Ausblick – Unruhige Zeiten voraus

Auszug aus Mandantenbrief 3/2022

 

„Eine Energiekrise wäre ökonomisch schlimmer als die Finanzkrise 2008. Geld kann man drucken, Gas nicht.“

sentix

„Dies ist eines der komplexesten, wenn sogar das komplexeste und dynamischste Umfeld, das ich in meiner Karriere je erlebt habe.“

John Waldron, COO Goldman Sachs

Nach den hohen Kursverlusten von über – 20 % seit den vorherigen Höchstständen an den meisten Börsen der westlichen Welt steht fest, dass wir uns mittlerweile in einem typischen Bärenmarkt befinden.

Robert J. Shiller hat für die USA anhand Daten seit 1903 berechnet, dass der durchschnittliche Bärenmarkt rund 16 Monate dauerte.

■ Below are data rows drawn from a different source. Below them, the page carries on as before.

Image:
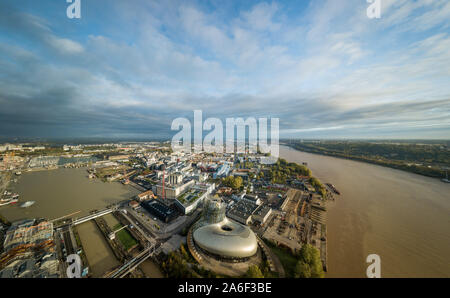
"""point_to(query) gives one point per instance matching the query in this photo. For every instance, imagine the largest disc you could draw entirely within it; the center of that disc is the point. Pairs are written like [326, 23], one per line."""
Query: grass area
[287, 259]
[125, 237]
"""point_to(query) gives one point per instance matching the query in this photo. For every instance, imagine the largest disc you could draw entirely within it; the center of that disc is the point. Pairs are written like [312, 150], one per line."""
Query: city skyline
[127, 70]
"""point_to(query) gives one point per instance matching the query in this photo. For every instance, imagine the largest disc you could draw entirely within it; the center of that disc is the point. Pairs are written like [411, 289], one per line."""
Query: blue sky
[128, 68]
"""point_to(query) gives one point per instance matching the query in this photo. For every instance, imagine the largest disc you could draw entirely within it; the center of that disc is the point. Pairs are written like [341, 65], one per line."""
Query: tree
[254, 272]
[302, 270]
[309, 264]
[233, 182]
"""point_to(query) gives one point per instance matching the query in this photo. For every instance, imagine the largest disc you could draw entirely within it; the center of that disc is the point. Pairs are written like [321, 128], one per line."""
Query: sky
[129, 68]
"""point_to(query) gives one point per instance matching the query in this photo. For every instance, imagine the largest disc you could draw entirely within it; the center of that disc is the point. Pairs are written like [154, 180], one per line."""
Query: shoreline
[384, 165]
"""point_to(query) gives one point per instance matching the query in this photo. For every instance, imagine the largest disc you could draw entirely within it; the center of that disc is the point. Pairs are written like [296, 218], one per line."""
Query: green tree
[309, 264]
[254, 272]
[302, 270]
[233, 182]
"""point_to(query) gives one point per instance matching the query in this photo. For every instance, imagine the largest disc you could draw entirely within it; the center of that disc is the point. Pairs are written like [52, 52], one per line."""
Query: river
[402, 217]
[63, 191]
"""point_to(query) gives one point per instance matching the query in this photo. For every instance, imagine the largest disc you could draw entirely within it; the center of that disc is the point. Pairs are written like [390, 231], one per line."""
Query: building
[146, 195]
[222, 171]
[159, 210]
[175, 179]
[190, 200]
[221, 237]
[172, 191]
[242, 211]
[261, 214]
[27, 232]
[252, 199]
[133, 204]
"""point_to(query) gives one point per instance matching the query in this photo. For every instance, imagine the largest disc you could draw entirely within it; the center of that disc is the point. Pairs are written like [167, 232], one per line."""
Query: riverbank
[407, 167]
[401, 216]
[5, 178]
[63, 191]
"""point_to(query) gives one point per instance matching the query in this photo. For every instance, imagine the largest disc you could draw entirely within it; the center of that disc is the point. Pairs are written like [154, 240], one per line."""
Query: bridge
[134, 263]
[93, 215]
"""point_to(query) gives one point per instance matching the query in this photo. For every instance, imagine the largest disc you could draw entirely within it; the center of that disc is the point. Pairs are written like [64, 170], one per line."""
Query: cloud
[328, 70]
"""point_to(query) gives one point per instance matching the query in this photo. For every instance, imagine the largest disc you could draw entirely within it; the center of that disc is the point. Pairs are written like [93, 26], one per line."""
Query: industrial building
[242, 211]
[160, 210]
[221, 237]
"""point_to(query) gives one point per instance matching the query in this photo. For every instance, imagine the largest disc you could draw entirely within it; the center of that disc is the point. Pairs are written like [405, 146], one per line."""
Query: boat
[446, 180]
[333, 188]
[4, 202]
[27, 204]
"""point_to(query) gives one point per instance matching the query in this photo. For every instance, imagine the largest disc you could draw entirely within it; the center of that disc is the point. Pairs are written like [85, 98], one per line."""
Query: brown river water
[61, 192]
[402, 217]
[64, 191]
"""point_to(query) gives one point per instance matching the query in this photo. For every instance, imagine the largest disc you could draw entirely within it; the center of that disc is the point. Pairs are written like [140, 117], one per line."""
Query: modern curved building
[222, 237]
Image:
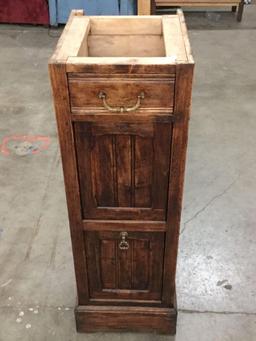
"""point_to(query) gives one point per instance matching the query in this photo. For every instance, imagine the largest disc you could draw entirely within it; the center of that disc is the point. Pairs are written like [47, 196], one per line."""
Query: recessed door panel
[125, 265]
[123, 169]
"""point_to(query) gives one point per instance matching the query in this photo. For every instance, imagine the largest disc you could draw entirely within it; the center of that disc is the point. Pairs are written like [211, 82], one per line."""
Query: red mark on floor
[30, 144]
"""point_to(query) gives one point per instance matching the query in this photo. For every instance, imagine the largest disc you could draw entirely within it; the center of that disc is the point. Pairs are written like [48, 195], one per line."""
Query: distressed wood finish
[124, 170]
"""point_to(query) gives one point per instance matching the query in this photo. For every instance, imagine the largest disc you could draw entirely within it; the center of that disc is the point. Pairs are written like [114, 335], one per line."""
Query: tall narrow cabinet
[122, 93]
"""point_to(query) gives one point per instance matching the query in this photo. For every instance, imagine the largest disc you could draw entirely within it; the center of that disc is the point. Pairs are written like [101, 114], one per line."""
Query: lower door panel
[125, 265]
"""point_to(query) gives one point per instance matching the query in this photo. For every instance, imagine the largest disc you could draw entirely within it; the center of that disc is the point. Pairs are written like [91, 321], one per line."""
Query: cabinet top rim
[126, 40]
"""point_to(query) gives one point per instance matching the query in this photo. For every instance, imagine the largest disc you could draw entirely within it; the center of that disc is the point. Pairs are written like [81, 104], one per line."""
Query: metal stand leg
[240, 11]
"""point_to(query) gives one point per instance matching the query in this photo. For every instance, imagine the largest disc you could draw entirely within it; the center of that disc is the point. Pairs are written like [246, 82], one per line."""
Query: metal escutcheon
[123, 245]
[102, 95]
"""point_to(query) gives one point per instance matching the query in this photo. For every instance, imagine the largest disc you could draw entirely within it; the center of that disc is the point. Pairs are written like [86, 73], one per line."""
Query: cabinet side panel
[183, 88]
[61, 102]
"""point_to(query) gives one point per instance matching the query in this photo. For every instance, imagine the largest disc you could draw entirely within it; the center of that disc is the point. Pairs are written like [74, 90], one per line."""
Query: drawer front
[125, 265]
[121, 92]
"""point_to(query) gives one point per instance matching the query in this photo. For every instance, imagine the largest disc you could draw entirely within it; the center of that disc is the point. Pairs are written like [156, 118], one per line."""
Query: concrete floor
[217, 259]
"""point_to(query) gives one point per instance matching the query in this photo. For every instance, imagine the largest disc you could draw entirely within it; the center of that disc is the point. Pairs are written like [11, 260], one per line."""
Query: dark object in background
[24, 12]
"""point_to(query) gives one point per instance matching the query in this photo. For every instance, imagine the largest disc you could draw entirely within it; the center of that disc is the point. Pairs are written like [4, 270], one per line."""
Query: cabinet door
[123, 169]
[125, 265]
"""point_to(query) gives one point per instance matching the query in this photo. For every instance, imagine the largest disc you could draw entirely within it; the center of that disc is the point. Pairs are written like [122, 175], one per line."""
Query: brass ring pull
[121, 109]
[123, 245]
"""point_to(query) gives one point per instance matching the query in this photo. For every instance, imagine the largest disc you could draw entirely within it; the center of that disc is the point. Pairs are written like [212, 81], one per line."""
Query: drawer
[128, 93]
[125, 265]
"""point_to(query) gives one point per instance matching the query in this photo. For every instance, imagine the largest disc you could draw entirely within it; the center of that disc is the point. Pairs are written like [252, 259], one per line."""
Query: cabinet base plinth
[137, 319]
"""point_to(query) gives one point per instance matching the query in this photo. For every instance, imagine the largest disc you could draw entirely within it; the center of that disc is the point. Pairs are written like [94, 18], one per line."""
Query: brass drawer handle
[123, 245]
[121, 109]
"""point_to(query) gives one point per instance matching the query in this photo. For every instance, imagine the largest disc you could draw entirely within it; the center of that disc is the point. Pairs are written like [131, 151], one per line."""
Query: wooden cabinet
[122, 111]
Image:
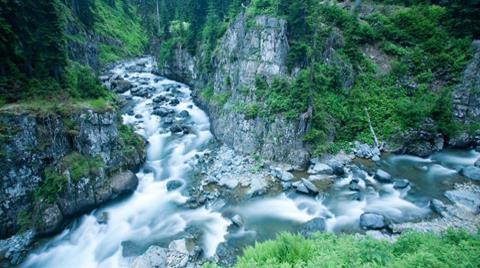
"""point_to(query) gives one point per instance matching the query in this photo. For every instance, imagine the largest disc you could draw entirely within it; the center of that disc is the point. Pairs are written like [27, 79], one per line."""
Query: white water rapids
[154, 215]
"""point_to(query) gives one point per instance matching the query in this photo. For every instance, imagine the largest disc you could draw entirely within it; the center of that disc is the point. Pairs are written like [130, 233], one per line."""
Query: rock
[174, 102]
[366, 151]
[121, 86]
[320, 168]
[337, 167]
[159, 99]
[281, 174]
[49, 221]
[372, 221]
[301, 188]
[464, 198]
[312, 226]
[310, 186]
[15, 248]
[173, 185]
[155, 256]
[438, 206]
[471, 172]
[124, 183]
[383, 176]
[184, 114]
[161, 111]
[353, 186]
[237, 220]
[401, 184]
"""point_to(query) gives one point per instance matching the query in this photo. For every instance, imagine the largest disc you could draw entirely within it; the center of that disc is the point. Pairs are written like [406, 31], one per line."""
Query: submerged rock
[383, 176]
[471, 172]
[312, 226]
[281, 174]
[372, 221]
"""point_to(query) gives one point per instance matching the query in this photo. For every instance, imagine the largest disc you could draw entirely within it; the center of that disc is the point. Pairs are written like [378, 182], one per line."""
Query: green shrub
[454, 248]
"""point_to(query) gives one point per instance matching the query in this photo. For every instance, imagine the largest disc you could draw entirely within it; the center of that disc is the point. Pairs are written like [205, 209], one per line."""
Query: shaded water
[154, 215]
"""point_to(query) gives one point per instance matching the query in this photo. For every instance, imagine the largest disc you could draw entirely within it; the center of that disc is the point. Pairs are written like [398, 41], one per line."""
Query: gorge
[351, 127]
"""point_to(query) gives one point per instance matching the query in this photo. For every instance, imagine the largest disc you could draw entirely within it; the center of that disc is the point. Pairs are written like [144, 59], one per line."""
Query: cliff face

Gemeinhin wird der Beginn des aktuellen Bärenmarktes rückblickend im November 2021 gesehen. Danach ist der aktuelle Bärenmarkt zur Zeit erst etwa 9 Monate alt. Danach hätten wir auf der Zeitachse erst etwa die Hälfte der Strecke zurückgelegt. Historisch zeigt sich aber, dass die Länge eines Bärenmarktes stark variieren kann – von drei Monaten 1987 bis zu 2,8 Jahren von 1929 bis 1932. Insofern ist diese Information nur begrenzt aussagekräftig. Positiv sei aus dieser Untersuchung aber hervorzuheben, dass Bullenmärkte typischerweise mit durchschnittlich 79 Monaten etwa fünf mal so lang wie Bärenmärkte dauern.

Die Variationsbreite der Dauer eines Bärenmarktes gibt uns aber einen anderen Hinweis, was möglicherweise (noch) entscheidend sein könnte. Erlebt die Wirtschaft keine oder nur eine sehr milde Rezession wie 1987, dann scheinen Bärenmärkte eher von kurzer Dauer zu sein. Sind hingegen die Probleme tiefgreifender Natur, was auch zu einem tendenziell größeren Rückgang der Unternehmensgewinne führt, dann dauern die Bärenmärkte eher länger als ein Jahr an.

Aktuell ist es noch nicht ausgemacht, dass die Wirtschaft in den USA und Europa in eine Rezession abgleitet, aber die Anzeichen verdichten sich. Sollte eine Rezession ausbleiben, dürften wir an den Aktienmärkten tatsächlich schon relativ nah an den Tiefstständen sein bzw. vielleicht liegen diese sogar bereits hinter uns. Eine Reihe von Indikatoren – z. B. Inversion der Zinskurven in den USA, sentix Frühindikatoren – sprechen aber eher dafür, dass sich ein Abgleiten in eine Rezession nicht mehr vermeiden lässt. Dabei ist die aktuelle Energiekrise nur einer von mehreren Risikofaktoren, von denen wir nachfolgend einige kurz darstellen. Jeder einzelne hat bereits das Potenzial, weitere Schockwellen über die Kapitalmärkte zu senden.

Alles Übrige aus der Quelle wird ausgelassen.